Coinciden diferentes jugadores que, en el actual contexto de la guerra contra el terrorismo en Somalia, la guerra está estancada, y que a cada acción de uno hay una reacción del otro, quedando prácticamente en el mismo punto, martirizando a la población civil, impidiendo su desarrollo e incrementado la incertidumbre de los veinte millones de somalíes, que además se encuentran agobiando por el cambio climático que ha cambiado de manera rotunda su régimen de lluvias, haciéndolo mucho más intenso lo que produce inundaciones de características desconocidas, al tiempo que se extienden las temporadas de sequias, lo que repercute obviamente de manera directa en la producción agrícola, históricamente ya escasa, lo que obliga el desplazamiento de ciento de miles, que se suman a los corridos por la guerra proyectando un panorama por lo menos como menos diabólico.

Algunos expertos insisten que, para encontrar una solución, al menos a la guerra, para ensayar después otra a la cuestión climática, se deberían explorar otro trazado no militar, ya que esta opción en Somalia, desde prácticamente su independencia de la que el último primero de julio se cumplieron 66 años, no ha tenido un momento de paz, viviendo en estado permanente de guerras fronterizas, de inestabilidad política, social y alimentaria y conflictos armados de características étnicas, tribales y religiosas, lo que hizo de Somalia, el epítome del Estado fallido, una definición hecha a la talla de este país, donde el poder político real apenas alcanza a una manzanas de Villa Italia, la sede del gobierno, mientras el en resto del país el poder estatal se encuentra fragmentado por profundo hiatos del poder tribal o directamente del insurgente.

Con la ofensiva de al-Shabaab en 2025, el control territorial de esa geografía se volvía a retrotraer al de 2022, mientras que de hecho ya han quedado descartadas la posibilidad de las elecciones presidenciales que se deberían haber realizado este año, ya que el periodo oficial del presidente Mohamud, quien llegó al cargo por segunda vez en 2022, prometiendo “una guerra total al terrorismo” y que tendría que haber cesado su mandato el pasado mayo.
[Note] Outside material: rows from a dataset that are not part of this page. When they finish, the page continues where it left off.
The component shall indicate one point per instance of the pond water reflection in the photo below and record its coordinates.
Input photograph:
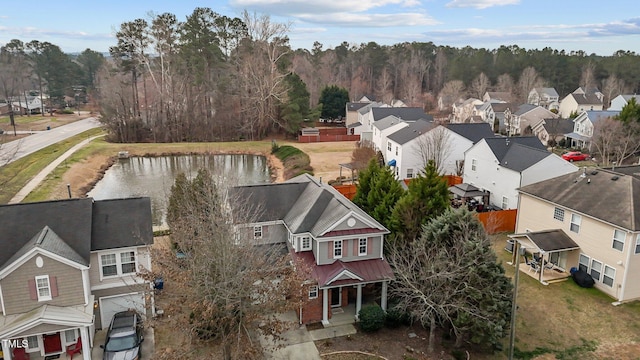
(154, 176)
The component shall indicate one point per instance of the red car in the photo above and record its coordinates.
(575, 156)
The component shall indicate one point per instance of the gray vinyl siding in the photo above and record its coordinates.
(15, 287)
(349, 250)
(117, 291)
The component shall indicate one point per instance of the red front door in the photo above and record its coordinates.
(52, 343)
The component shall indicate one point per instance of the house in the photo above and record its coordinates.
(497, 96)
(340, 243)
(551, 131)
(502, 165)
(548, 98)
(462, 110)
(524, 117)
(621, 101)
(580, 100)
(67, 266)
(383, 127)
(402, 151)
(584, 125)
(598, 210)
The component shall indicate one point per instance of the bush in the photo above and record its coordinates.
(371, 318)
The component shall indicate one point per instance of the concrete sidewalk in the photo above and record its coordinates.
(33, 183)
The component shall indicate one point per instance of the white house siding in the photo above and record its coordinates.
(595, 239)
(547, 168)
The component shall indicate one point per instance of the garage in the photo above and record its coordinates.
(110, 305)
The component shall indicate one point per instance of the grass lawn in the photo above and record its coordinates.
(569, 321)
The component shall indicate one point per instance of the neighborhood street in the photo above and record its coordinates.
(14, 150)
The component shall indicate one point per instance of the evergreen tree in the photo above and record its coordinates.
(426, 198)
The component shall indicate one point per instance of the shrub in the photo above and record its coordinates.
(371, 318)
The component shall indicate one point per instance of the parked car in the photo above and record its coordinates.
(124, 337)
(575, 156)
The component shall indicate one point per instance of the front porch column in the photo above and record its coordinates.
(325, 306)
(6, 350)
(358, 299)
(383, 299)
(86, 343)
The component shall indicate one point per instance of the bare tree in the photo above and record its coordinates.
(435, 146)
(529, 79)
(480, 85)
(611, 87)
(505, 83)
(615, 141)
(233, 284)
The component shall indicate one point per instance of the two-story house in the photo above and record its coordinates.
(341, 244)
(580, 100)
(584, 125)
(548, 98)
(523, 119)
(597, 210)
(67, 266)
(502, 165)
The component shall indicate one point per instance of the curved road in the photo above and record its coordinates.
(14, 150)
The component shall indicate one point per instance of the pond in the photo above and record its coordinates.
(154, 176)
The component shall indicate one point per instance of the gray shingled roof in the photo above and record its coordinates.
(472, 132)
(607, 195)
(517, 153)
(303, 203)
(83, 225)
(411, 132)
(404, 113)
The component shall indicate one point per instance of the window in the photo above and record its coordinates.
(109, 265)
(362, 246)
(583, 263)
(32, 342)
(128, 262)
(618, 239)
(609, 275)
(575, 223)
(505, 202)
(558, 214)
(409, 173)
(257, 232)
(337, 249)
(313, 292)
(117, 264)
(596, 269)
(306, 243)
(43, 289)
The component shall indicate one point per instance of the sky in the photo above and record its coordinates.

Así todo no existe conceso para que puedan realizarse en un tiempo al menos prudencial, una nueva compulsa electoral, lo que abrirá ineluctable un nuevo foco de tensión.
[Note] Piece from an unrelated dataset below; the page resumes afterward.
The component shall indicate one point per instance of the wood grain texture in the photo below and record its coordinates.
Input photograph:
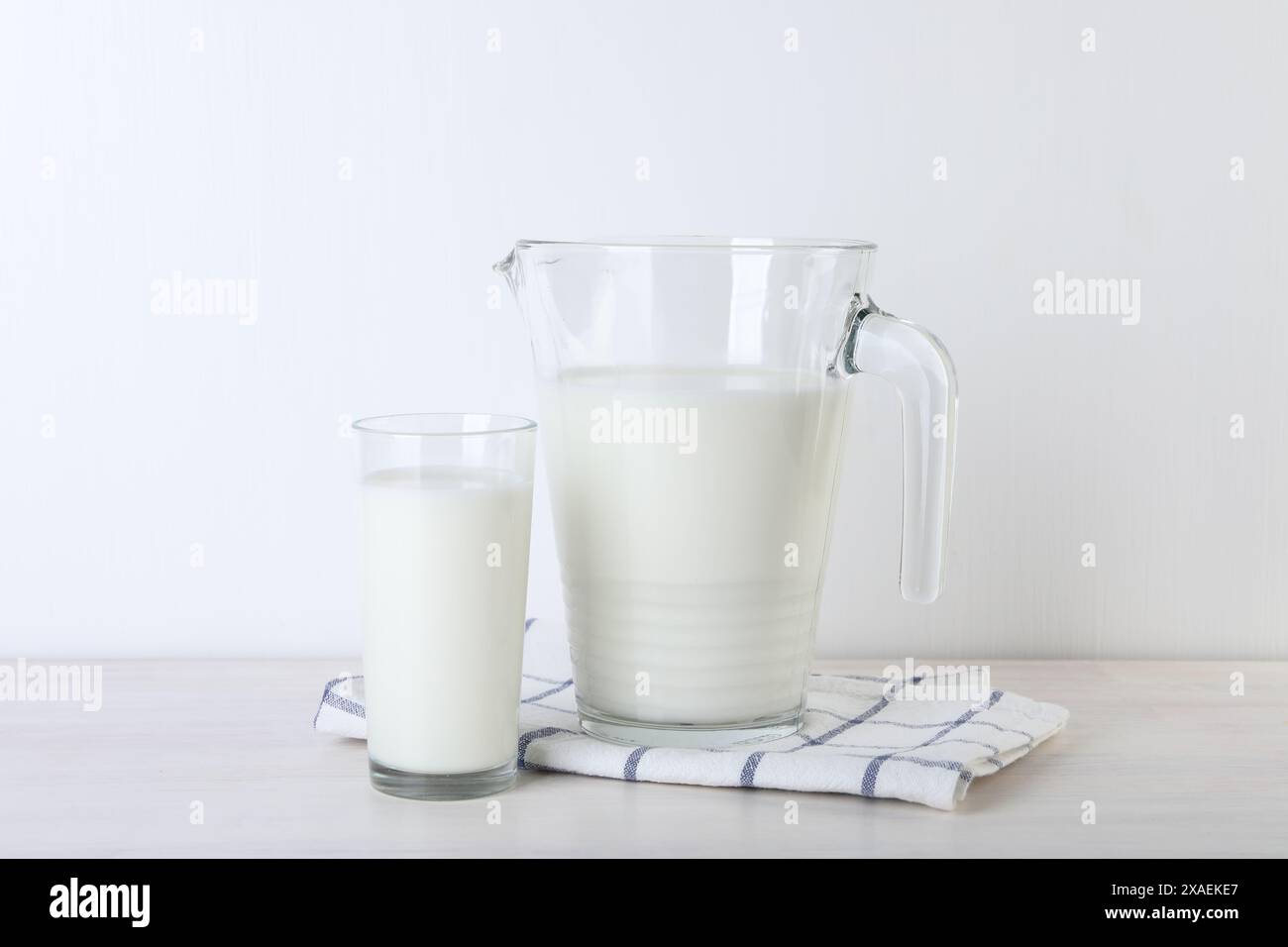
(1173, 763)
Es muy difícil imaginar que propuestas podría traer a su electorado un nuevo gobierno político, que otro nuevo intento, ¿en qué dirección marchar? ya que todo, absolutamente todo ha fracasado en Somalia, desde ensayos marxistas a principios dela década del noventa, a la llegada del fundamentalismo musulmán un década después de aquello, a las últimas pruebas neoliberales de las manos del Departamento de Estado norteamericano, con presidentes educados en Universidades de los Estados Unidos que llegaron con todo el aval de Washington.
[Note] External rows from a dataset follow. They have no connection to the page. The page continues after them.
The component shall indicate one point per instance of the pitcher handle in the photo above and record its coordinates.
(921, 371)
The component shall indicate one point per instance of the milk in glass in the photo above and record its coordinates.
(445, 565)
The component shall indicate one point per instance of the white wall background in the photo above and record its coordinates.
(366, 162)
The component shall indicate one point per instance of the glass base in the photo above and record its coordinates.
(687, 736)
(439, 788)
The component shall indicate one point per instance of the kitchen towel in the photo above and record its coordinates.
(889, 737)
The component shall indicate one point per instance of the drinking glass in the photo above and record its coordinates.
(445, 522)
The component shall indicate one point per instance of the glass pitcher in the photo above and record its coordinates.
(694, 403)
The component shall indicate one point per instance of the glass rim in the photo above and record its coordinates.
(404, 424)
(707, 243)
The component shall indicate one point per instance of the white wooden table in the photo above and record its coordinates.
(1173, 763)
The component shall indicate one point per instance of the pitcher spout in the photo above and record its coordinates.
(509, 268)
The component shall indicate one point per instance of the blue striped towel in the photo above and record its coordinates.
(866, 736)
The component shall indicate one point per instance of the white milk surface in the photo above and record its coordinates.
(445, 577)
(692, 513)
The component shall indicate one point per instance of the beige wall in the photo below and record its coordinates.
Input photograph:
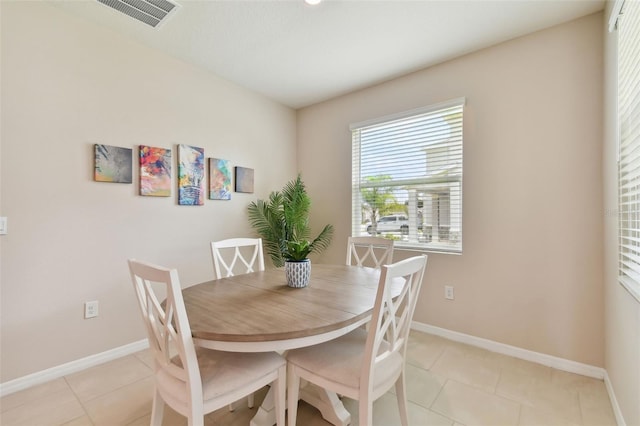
(65, 86)
(622, 311)
(531, 271)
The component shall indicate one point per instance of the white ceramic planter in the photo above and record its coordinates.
(297, 273)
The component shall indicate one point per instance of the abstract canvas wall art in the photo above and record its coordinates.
(112, 164)
(155, 171)
(219, 179)
(244, 180)
(191, 180)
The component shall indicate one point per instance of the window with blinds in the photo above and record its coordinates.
(407, 177)
(629, 145)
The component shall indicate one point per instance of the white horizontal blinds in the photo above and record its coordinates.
(629, 155)
(410, 165)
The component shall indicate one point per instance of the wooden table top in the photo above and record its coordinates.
(260, 307)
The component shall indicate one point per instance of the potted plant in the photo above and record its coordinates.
(282, 222)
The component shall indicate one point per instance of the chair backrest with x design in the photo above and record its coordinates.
(369, 251)
(237, 255)
(169, 334)
(391, 320)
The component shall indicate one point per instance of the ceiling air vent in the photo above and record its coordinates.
(151, 12)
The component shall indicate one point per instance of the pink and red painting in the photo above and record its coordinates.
(155, 171)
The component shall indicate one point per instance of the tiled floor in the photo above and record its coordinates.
(448, 384)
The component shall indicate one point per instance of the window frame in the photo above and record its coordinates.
(414, 238)
(628, 134)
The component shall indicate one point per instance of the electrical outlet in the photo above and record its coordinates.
(448, 292)
(91, 309)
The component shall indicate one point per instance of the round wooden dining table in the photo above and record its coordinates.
(258, 312)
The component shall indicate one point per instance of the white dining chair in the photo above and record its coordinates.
(196, 381)
(369, 251)
(233, 256)
(237, 254)
(364, 365)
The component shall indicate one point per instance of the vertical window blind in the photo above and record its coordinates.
(629, 145)
(407, 177)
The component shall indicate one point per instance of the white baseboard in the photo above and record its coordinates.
(614, 402)
(70, 367)
(537, 357)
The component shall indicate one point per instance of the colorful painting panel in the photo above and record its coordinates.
(112, 164)
(155, 171)
(219, 179)
(191, 182)
(244, 180)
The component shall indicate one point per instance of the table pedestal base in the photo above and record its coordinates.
(328, 403)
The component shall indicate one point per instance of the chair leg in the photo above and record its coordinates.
(279, 390)
(401, 394)
(365, 411)
(157, 409)
(293, 389)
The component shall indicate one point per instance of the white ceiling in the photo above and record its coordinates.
(299, 55)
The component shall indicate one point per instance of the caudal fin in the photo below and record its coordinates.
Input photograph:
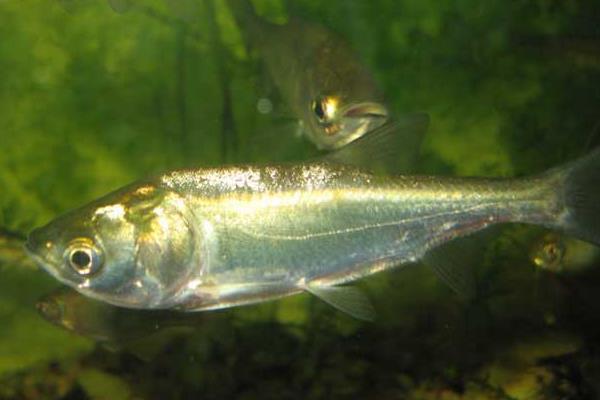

Uno tras otro estos modelos se han estrellado frente a un muro de concreto, que tiene sus fundamentos en el pasado colonial, al igual que prácticamente en todos los países del continente, que han sido marcados a hierro por todo lo que vino después de las concesiones que se auto concedieron las naciones europeas que participaron de la Conferencia de Berlín (1884-1885).

Somalia no escapa, ni escapará, por un largo tiempo del constante ciclo de violencia en el que esta apresada, por lo que, en algunas semanas, sino antes, estaremos otra vez hablando de más muerte, de más desesperación lo que significa absoluta normalidad.


Guadi Calvo es escritor y periodista argentino. Analista Internacional especializado en África, Medio Oriente y Asia Central.